The framework's design allows for effortless adaptation to other fields, such as medical imaging, astrophysics, semiconductor discovery, and quantitative finance, where high-fidelity simulation and generative reliability are critical.

Demerits

Limited Exploratory Analysis

While the authors present a comprehensive evaluation of JetPrism's performance, further investigation of the framework's robustness and generalizability across diverse datasets and applications would strengthen its validity.
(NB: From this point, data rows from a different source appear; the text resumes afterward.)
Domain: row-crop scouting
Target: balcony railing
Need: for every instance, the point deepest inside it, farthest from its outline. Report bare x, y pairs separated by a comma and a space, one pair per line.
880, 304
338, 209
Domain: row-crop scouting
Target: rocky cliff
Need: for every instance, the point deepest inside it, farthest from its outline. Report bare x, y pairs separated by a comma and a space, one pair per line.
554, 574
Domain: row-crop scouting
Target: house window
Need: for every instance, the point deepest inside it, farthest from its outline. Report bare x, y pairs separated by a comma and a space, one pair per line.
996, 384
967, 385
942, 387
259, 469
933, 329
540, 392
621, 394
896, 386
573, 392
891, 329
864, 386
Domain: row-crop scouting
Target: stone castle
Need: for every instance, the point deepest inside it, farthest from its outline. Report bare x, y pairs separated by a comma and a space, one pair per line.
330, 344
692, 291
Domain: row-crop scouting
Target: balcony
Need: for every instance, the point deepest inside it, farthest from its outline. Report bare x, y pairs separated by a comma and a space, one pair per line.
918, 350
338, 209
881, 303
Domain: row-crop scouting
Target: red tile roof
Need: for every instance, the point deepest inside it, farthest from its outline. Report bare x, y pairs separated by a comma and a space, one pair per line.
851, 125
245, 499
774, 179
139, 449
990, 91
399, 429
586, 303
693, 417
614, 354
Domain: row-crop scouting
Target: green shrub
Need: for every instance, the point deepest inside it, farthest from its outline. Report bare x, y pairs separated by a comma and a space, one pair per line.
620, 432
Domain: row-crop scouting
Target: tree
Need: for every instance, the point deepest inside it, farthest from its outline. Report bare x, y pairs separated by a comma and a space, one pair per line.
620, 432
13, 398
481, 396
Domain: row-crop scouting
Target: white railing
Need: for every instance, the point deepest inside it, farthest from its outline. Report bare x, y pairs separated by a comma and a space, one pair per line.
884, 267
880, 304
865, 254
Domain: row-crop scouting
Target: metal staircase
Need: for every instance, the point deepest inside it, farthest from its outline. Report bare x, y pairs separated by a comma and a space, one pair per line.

Computational Costs of Physics-Informed Metrics

The increased computational demands of physics-informed metrics may limit JetPrism's applicability to large-scale datasets or real-time simulations, necessitating the development of more efficient algorithms or approximation techniques.

Expert Commentary

The introduction of JetPrism marks a significant advancement in the application of conditional Flow Matching to high-energy physics and inverse problems. By addressing the limitations of standard CFM training loss and proposing a multi-metric evaluation protocol, the authors have created a dependable generative surrogate that ensures precise statistical agreement with ground-truth data. The framework's extensibility to other domains and its potential impact on fields like medical imaging and quantitative finance underscore its relevance and importance. However, further research is necessary to fully explore JetPrism's robustness and generalizability, as well as to develop more efficient algorithms or approximation techniques for computing physics-informed metrics.

Recommendations

  • Future research should focus on adapting JetPrism to other domains, such as medical imaging and astrophysics, to assess its generalizability and identify potential areas for improvement.
  • Developing more efficient algorithms or approximation techniques for computing physics-informed metrics would be essential to ensure the scalability and applicability of JetPrism to large-scale datasets and real-time simulations.